Funcionários da UE dizem que a consulta será lançada antes do final do ano, com o objetivo de decidir quais minerais comprar, como financiar e quem detém as chaves.
Enquanto isso, Pequim acabou de apertar o controlo sobre as exportações de terras raras, avisando empresas estrangeiras para não abastecerem a menos que queiram que a torneira seja fechada.
A Comissão Europeia disse esta semana que criará um novo "centro de matérias-primas críticas" no próximo ano para monitorizar, comprar e abastecer minerais essenciais. Ursula von der Leyen disse aos legisladores: "uma crise no fornecimento de matérias-primas críticas já não é um risco distante."
Mas a Europa quase não tem controlo sobre o seu fornecimento. Obtém 80-90% destes minerais da China. Isso inclui grafite, cobalto, gálio e outros usados em turbinas eólicas, mísseis, aviões de combate e radares. A guerra comercial do Ocidente com a China está a aquecer, e a Europa está lá sem capacete.
EUA gastam, China restringe, Europa espera
Os EUA lançaram uma compra de minerais críticos de 1 mil milhões de dólares, priorizando reservas militares e energia limpa. A China, após duas décadas de construção de domínio, está a seguir na direção oposta, cortando o fornecimento e acumulando o que tem.
Europa? Ainda a conversar. O comissário de comércio da UE, Maroš Šefčovič, teve uma chamada com o ministro do comércio da China, Wang Wentao, na terça-feira. A conversa focou-se nas novas restrições de terras raras da China e como afetarão as empresas europeias.
Bruxelas ameaçou medidas comerciais, mas precisa de uma maioria dos 27 estados-membros para agir. E boa sorte para conseguir isso.
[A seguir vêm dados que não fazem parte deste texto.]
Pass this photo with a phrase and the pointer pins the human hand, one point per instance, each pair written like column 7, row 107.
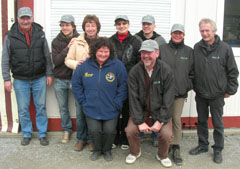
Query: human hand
column 156, row 126
column 71, row 42
column 49, row 81
column 143, row 127
column 8, row 86
column 226, row 95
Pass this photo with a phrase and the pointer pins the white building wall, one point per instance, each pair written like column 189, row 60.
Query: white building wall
column 186, row 12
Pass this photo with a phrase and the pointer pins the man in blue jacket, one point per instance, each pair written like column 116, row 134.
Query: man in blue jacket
column 26, row 54
column 215, row 78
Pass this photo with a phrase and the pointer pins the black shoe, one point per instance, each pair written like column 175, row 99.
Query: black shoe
column 108, row 156
column 198, row 150
column 217, row 157
column 177, row 159
column 44, row 141
column 25, row 141
column 95, row 155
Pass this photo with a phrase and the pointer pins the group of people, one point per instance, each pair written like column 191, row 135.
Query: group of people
column 129, row 76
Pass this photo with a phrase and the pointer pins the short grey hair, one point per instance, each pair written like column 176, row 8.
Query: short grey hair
column 207, row 20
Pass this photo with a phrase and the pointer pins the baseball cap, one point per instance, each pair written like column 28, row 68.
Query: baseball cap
column 24, row 11
column 123, row 17
column 67, row 18
column 177, row 27
column 149, row 45
column 148, row 19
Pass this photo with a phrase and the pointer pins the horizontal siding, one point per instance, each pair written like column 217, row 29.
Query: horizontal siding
column 107, row 10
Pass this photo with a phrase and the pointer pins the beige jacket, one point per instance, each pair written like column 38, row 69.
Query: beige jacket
column 78, row 51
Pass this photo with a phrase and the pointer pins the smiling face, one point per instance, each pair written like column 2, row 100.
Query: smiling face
column 207, row 33
column 148, row 28
column 177, row 36
column 122, row 26
column 66, row 28
column 25, row 22
column 149, row 58
column 91, row 29
column 102, row 55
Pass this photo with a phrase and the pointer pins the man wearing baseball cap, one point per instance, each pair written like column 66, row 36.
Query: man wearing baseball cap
column 26, row 55
column 62, row 74
column 179, row 57
column 127, row 50
column 147, row 32
column 151, row 93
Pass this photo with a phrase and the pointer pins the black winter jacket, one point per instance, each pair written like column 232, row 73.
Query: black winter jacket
column 180, row 58
column 27, row 63
column 128, row 50
column 59, row 52
column 161, row 93
column 215, row 69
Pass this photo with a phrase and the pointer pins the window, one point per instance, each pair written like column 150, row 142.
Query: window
column 231, row 30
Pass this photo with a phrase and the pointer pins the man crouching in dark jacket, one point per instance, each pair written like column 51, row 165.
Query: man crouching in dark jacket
column 151, row 93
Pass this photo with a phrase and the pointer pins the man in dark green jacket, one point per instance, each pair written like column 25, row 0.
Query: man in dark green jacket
column 26, row 54
column 215, row 79
column 151, row 93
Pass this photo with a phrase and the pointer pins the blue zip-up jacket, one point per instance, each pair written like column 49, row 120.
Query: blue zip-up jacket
column 100, row 91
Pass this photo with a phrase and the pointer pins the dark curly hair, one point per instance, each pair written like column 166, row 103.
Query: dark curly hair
column 101, row 42
column 91, row 18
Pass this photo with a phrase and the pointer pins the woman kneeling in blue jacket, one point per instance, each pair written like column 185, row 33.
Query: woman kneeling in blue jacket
column 100, row 86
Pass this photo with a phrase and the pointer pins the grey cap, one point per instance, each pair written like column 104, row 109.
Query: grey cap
column 24, row 11
column 177, row 27
column 67, row 18
column 148, row 19
column 149, row 45
column 122, row 17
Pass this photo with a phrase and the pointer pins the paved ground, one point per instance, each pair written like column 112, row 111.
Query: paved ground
column 62, row 156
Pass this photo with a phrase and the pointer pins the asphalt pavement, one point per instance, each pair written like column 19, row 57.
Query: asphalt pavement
column 62, row 156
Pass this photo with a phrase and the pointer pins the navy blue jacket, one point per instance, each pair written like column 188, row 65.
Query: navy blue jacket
column 100, row 91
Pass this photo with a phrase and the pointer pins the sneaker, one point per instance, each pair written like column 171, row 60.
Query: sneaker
column 66, row 137
column 44, row 141
column 108, row 156
column 25, row 141
column 166, row 162
column 155, row 142
column 90, row 146
column 95, row 155
column 79, row 146
column 114, row 146
column 177, row 159
column 124, row 147
column 130, row 159
column 217, row 157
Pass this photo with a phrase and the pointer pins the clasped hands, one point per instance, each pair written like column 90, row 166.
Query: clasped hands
column 145, row 128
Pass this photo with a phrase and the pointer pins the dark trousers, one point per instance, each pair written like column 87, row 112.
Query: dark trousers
column 102, row 132
column 164, row 138
column 121, row 137
column 216, row 110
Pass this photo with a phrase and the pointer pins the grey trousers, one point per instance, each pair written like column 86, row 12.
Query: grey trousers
column 176, row 120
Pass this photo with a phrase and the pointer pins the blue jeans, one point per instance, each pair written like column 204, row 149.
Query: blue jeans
column 23, row 90
column 82, row 130
column 61, row 88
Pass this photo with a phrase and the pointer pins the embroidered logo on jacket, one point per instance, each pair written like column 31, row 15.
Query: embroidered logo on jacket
column 216, row 57
column 88, row 75
column 183, row 57
column 110, row 77
column 156, row 82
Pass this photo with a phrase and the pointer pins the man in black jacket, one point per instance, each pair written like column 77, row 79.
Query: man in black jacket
column 179, row 57
column 26, row 54
column 215, row 78
column 151, row 93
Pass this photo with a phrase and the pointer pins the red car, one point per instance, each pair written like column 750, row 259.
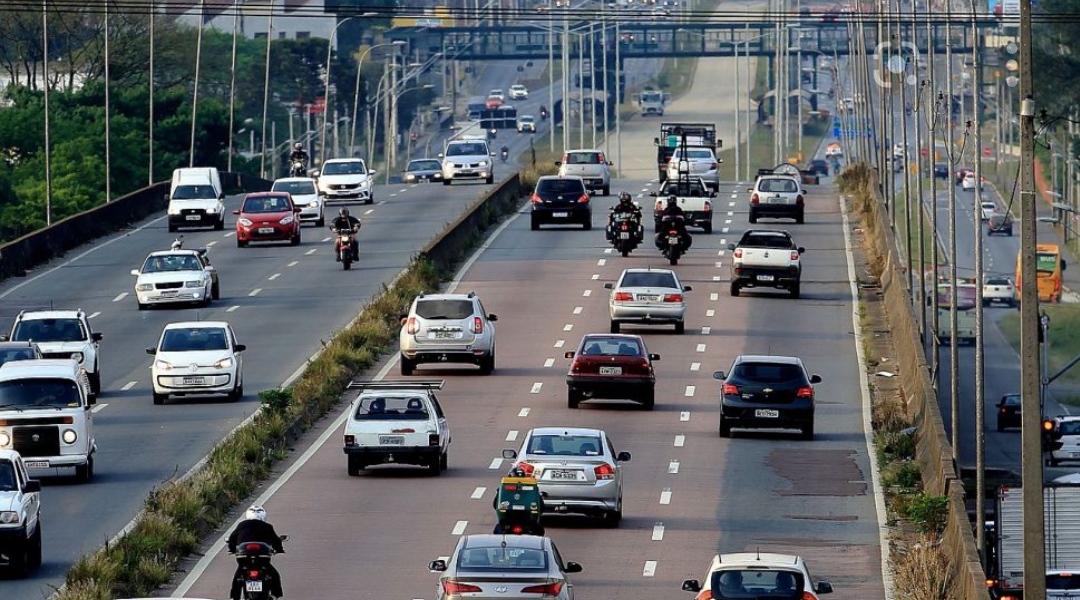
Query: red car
column 611, row 366
column 268, row 217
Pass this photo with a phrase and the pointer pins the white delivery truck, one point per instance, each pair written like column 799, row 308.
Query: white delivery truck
column 196, row 199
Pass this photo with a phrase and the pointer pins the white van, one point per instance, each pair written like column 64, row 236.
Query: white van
column 48, row 414
column 196, row 199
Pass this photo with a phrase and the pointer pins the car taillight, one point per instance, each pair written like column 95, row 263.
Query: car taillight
column 455, row 587
column 547, row 589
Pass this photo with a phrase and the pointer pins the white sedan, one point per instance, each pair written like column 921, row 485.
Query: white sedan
column 197, row 358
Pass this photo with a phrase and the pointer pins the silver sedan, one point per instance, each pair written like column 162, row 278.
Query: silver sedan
column 647, row 296
column 504, row 567
column 577, row 468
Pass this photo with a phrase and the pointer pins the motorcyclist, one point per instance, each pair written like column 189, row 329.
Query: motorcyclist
column 346, row 221
column 255, row 528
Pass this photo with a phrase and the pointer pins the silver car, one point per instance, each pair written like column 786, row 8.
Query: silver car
column 577, row 468
column 504, row 567
column 647, row 296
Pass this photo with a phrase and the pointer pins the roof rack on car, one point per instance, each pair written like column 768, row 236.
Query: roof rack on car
column 396, row 384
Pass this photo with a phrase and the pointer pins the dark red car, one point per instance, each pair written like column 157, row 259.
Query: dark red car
column 611, row 366
column 268, row 217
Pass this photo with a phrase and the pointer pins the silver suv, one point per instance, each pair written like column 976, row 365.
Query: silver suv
column 447, row 328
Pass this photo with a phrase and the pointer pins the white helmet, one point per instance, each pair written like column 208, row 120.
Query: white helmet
column 256, row 513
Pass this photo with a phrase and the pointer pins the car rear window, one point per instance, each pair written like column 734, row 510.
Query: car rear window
column 444, row 309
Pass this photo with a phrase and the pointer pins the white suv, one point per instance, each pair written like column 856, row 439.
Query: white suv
column 63, row 335
column 396, row 422
column 447, row 328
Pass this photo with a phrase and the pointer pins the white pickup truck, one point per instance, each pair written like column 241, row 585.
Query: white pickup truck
column 766, row 258
column 693, row 196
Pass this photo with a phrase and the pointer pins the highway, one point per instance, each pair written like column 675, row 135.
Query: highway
column 688, row 492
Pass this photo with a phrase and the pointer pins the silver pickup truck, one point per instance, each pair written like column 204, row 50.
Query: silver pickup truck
column 766, row 258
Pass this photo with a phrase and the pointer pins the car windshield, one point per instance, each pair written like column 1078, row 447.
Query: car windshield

Albéric Mongrenier, diretor executivo da Iniciativa Europeia para a Segurança Energética, disse que a dependência da Europa em relação à China torna urgente um abastecimento. "Um abastecimento é uma reserva que poderia ajudar a estabilizar os preços e tranquilizar os investidores no setor de minerais críticos", disse ele.
Alguns países não estão a esperar. A Alemanha investirá 1 mil milhão de euros através do seu banco de desenvolvimento KfW para cortar laços com a China. A França lançou um fundo de capital de 500 milhões de euros para impulsionar o seu setor local de metais. A Comissão da UE também quer usar a ajuda ao desenvolvimento de forma mais agressiva, vinculando-a a acordos de minerais.
Mas os críticos dizem que a Europa corre o risco de aprofundar a sua dependência da China ao comprar mais do mesmo fornecedor apenas para construir uma reserva. Um executivo de mineração disse que o primeiro passo deveria ser minerar e processar mais em casa.
Mas isso não é fácil. A Europa mal tem minas operacionais. Instalações de processamento de metais? Ainda menos. E construí-las leva anos. Pior, alguns minerais como cobalto e grafite são necessários em quantidades tão pequenas para defesa que minerá-los não é rentável. Então, mesmo que os militares precisem deles, ninguém está na fila para escavar.
Problemas de armazenamento e planeamento lento arrastam o impulso
Armazenar o material também não é simples. Paul Lusty da Fastmarkets disse que o hidróxido de lítio dura apenas cerca de seis meses em armazenamento, a menos que seja mantido perfeitamente. A maioria dos comerciantes não quer o risco ou o custo de ficar sentado sobre o metal.
A Europa tem reservas de petróleo, mas não tem reservas de minerais. Os EUA, entretanto, armazenam minerais com usos militares, e a NATO está a considerar assumir um papel maior na segurança de minerais de dupla utilização à medida que os gastos com defesa aumentam.
O enviado holandês Allard Castelein admitiu que "são necessárias mudanças". Os Países Baixos estão a executar um programa piloto para mapear quais materiais são usados nas novas fragatas da sua marinha—desde sistemas de armas até radar.
Esses dados ajudarão a construir reservas nacionais para que possam sempre dizer: "temos uma fragata totalmente operacional". Castelein também está a mapear a cadeia de fornecimento para descobrir onde estão as lacunas. Vários funcionários da UE dizem que o modelo do Japão, que começou em 1983, pode valer a pena copiar.
O homólogo francês de Castelein, Benjamin Gallezot, disse que escolher em quais minerais se concentrar é complicado. "Alguns metais com baixa criticidade hoje podem se tornar críticos nos próximos 20 anos e alguns que são críticos hoje temos soluções que serão implementadas em poucos anos", disse ele.
Até agora, a Europa fala muito, mas ainda tem prateleiras vazias.